Web & Interface Design
Every tool I build gets an interface people want to use. I design and build responsive web applications, working equally on desktop and mobile, with a focus on clean layout, usability and user experience. Automation only pays off if the people it is built for enjoy using it.
Give every automation or AI tool a clean, responsive interface rather than a raw script or an API.
Design for real use: clear layout, sensible flows, and an experience that does not need a training session.
Build the design and the front end together, so what is designed is what actually ships.
Design and build as one
I design the interface and implement it myself, which keeps layout, motion and responsiveness realistic instead of a mockup someone else has to reinterpret.
Desktop and mobile from the start
Responsive behaviour is part of the design, not something retrofitted once the desktop version is finished.

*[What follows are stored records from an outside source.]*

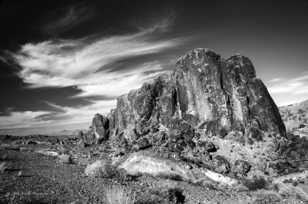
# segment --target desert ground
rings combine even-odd
[[[307,177],[260,186],[202,185],[172,178],[125,174],[87,176],[88,164],[108,147],[77,137],[1,137],[0,203],[306,203]],[[68,157],[66,157],[68,156]],[[305,175],[307,176],[307,175]],[[252,189],[250,189],[252,188]],[[255,189],[254,189],[255,188]]]

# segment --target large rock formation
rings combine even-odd
[[[286,134],[278,108],[256,77],[252,62],[241,55],[225,60],[202,48],[181,57],[173,72],[119,97],[108,121],[112,139],[128,149],[146,138],[147,147],[166,147],[178,154],[190,149],[214,166],[221,162],[209,156],[212,152],[217,154],[214,158],[226,158],[224,166],[237,160],[268,161]],[[203,141],[214,151],[202,147]],[[241,148],[244,145],[246,149]],[[239,150],[233,152],[236,147]],[[246,174],[249,165],[237,165],[246,168],[237,171]]]
[[[142,135],[148,121],[167,128],[182,119],[209,134],[231,130],[256,136],[258,131],[285,135],[278,108],[247,57],[221,59],[195,49],[181,57],[173,73],[163,75],[118,98],[113,111],[119,131],[135,128]]]

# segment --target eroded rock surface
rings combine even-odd
[[[122,154],[152,148],[242,176],[264,170],[286,136],[252,62],[203,48],[179,58],[171,73],[120,96],[116,108],[95,121],[99,138],[110,135]]]
[[[181,57],[173,73],[158,77],[118,99],[115,128],[150,130],[148,121],[166,127],[180,118],[209,134],[224,137],[231,130],[259,140],[258,131],[285,135],[278,108],[265,85],[243,56],[221,59],[213,51],[195,49]]]
[[[127,174],[137,176],[148,174],[156,177],[171,178],[183,180],[191,183],[200,183],[206,180],[212,180],[223,185],[238,185],[236,179],[223,176],[207,169],[191,169],[181,162],[161,159],[143,153],[131,154],[118,169],[123,169]]]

Take the experience seriously
A tool that automates a process still has to be pleasant to use. Getting that right is what makes people adopt it instead of avoiding it.
Do you design as well as develop?
Both, and I prefer to do them together. Designing and building the same interface means the visual design, the motion and the responsive behaviour are tested for real rather than handed over as a static file.
Why does interface design matter for an automation project?
Because adoption decides whether the automation delivers anything. If the tool that digitalises a process is unpleasant to use, people work around it. A good interface is what turns a working system into a used system.
Do you build mobile interfaces too?
Yes. The web applications I build are responsive and designed to work properly on mobile, not just to survive being resized.